Giants fans will soon see — and hear — why Brian Sabean joined Beane and several other GMs in fairly lavishly vying for the services of a closing-on-40 pitcher who’s undergone Tommy John, back and ankle surgeries over the past five-plus years.
–Mychael Urban, San Francisco Examiner
Short-attention-span reading, and writing …
Jim Harbaugh went on an interesting tangent at his season-wrap news conference this week, praising the Bay Area media.
Why? Who knows for sure, but two partial guesses:
1) Harbaugh wants a mega-contract extension from Jed York, and it never hurts to sound gracious heading into it.
2) After three very successful — but non-title-winning — seasons, Harbaugh is feeling more comfortable with his role as the team spokesman and maybe is realizing that this is a pretty good job to have … and to keep for a while longer.
That doesn’t mean Harbaugh will get a new deal or stay with the 49ers for 10 more years. But I definitely sensed some Harbaugh emotional re-calibrations at the end of this season, and this soliloquy was part of it.
- Some of the Harbaugh tangent:”Something that has stood out in my mind is just how good it’s been to work with all of you, weekly, monthly, during an entire season.
“And I hope you don’t take this the wrong way, not professionally … I want to compliment you on just the way you’ve all handled the news and your accuracy, your professionalism.
“You’ve reported it. And I know you don’t take sides or choose up sides. I know you’re very eager to be neutral. But I’ve felt that you’ve done it in a very professional way.
“There wasn’t a time you tried to divide the team. There was no malice in the way our media handled the season.”
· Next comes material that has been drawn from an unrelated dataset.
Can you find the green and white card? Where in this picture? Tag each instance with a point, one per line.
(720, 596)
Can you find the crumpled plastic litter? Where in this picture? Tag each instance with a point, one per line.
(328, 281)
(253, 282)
- I’ve always gotten along with Harbaugh, by the way, even through there were some very bumpy times.He makes things endlessly interesting, he doesn’t try to trick anybody into thinking he’s everybody’s best friend, and he never expects (or wants) bootlicking in return.
–Tim Kawakami, San Jose Mercury News
Oh, if only social media were around when Deion Sanders was playing. He would make Richard Sherman look like a novice.
Two decades ago, Sanders was the Trash Talk King when Sherman barely had started school. With the 49ers in 1994, Sanders decided to get into a slap fight at midfield – during a game – with Andre Risonand then pranced through the Georgia Dometrashing Rison and shouting, “This is my house!”
A year later, then with Dallas, Sanders mocked Jerry Rice when Rice took umbrage at the suggestion that the 49ers won a Super Bowl only because of Sanders. “I laughed,” Sanders said. “It was funny as hell to me. To see the guy upset and curse and stumble over some words.”
Can’t wait for the Sanders-Sherman Super Bowl interview. And the crowd in front of Sherman at Media Day.
– We understand that Roger Goodell has a lot on his plate. He has piles of snow on his Super Bowl field. He has officiating crews that haven’t figured out how to enforce the new rules.
Most important, he has a federal judge undoing all of his PR machine’s spin. Judge Anita Brody has denied preliminary approval of the NFL’s settlement of the class-action suit for $765 million announced in August, while voicing the same concerns that were raised the moment the deal was done. That there’s not enough money.
“I am primarily concerned that not all retired NFL football players who receive a qualifying diagnosis will be paid,” Brody wrote.
So forgive me if I don’t get Goodell’s focus on the extra point as what troubles football. It has worked for 100 years, allows viewers to see a replay of the touchdown and means that coaches have memorized the scoring math.